Assuming command of the 390th Tactical Fighter Squadron, he completed 100 missions over North Vietnam and 52 missions over South Vietnam in the F-4. Most involved dive-bombing targets, but he also protected fellow dive bombers from North Vietnamese MiGs so they could do their job.
Vandenberg still remembers the horrible food at the Da Nang Officers Open Mess (nicknamed the DOOM Club) like cold spaghetti, tough meat and powdered milk and eggs.
For his service in Vietnam, he received a Silver Star for gallantry in action, a Bronze Star for outstanding performance in the combat area, four Distinguished Flying Crosses for heroism, and 12 Air Medals.

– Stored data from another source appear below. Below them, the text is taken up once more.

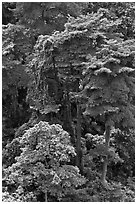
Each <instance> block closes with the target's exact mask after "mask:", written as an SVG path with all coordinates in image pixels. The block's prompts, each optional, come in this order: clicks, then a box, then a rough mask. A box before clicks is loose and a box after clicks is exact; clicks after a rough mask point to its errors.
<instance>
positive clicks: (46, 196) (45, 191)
mask: <svg viewBox="0 0 137 204" xmlns="http://www.w3.org/2000/svg"><path fill="white" fill-rule="evenodd" d="M45 202H48V198H47V190H45Z"/></svg>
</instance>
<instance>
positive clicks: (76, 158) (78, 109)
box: [76, 102, 83, 173]
mask: <svg viewBox="0 0 137 204" xmlns="http://www.w3.org/2000/svg"><path fill="white" fill-rule="evenodd" d="M76 152H77V157H76V165H77V167H78V168H79V169H80V172H81V173H83V161H82V157H83V155H82V149H81V109H80V105H79V102H77V140H76Z"/></svg>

In 1967, he was assigned to the Pentagon, writing papers and getting generals to approve requisitions related to the U.S. Air Force. He despised the job, since he felt it wasn’t a logical way of running headquarters.
After seven months, he was promoted to Colonel and then was selected to attend The National War College in Washington D.C., from 1968-69. Some of the highlights of his time there were talks given by government and civilian leaders including National Security Advisor Henry Kissinger and foreign leaders.
He went on to supervise the Air Force’s pilot instructor training program and, in 1973, he went to the Air Force Academy, in Colorado Springs, Colorado, where he served as Vice Commandant and then Commandant of Cadets and was promoted to Brigadier General. His role was to train cadets to become officers and to supervise all facets of their life.
In 1976, he was promoted to Major General and served as an advisor to the Shah of Iran and his staff. Eventually he was sent back to the Pentagon, where he served in various roles and ultimately became Vice Commander in Chief of Pacific Air Forces at Hickam Air Force Base in Hawaii.
In 1981, Vandenberg retired and moved to Tucson. He has spent much of the last 35 years studying the Apache Wars, writing articles for Armchair General magazine and reminiscing about war times with fellow veterans Frank Chambers, Ann Gardiner and Dave Rickard at the Rincon Rotary Club.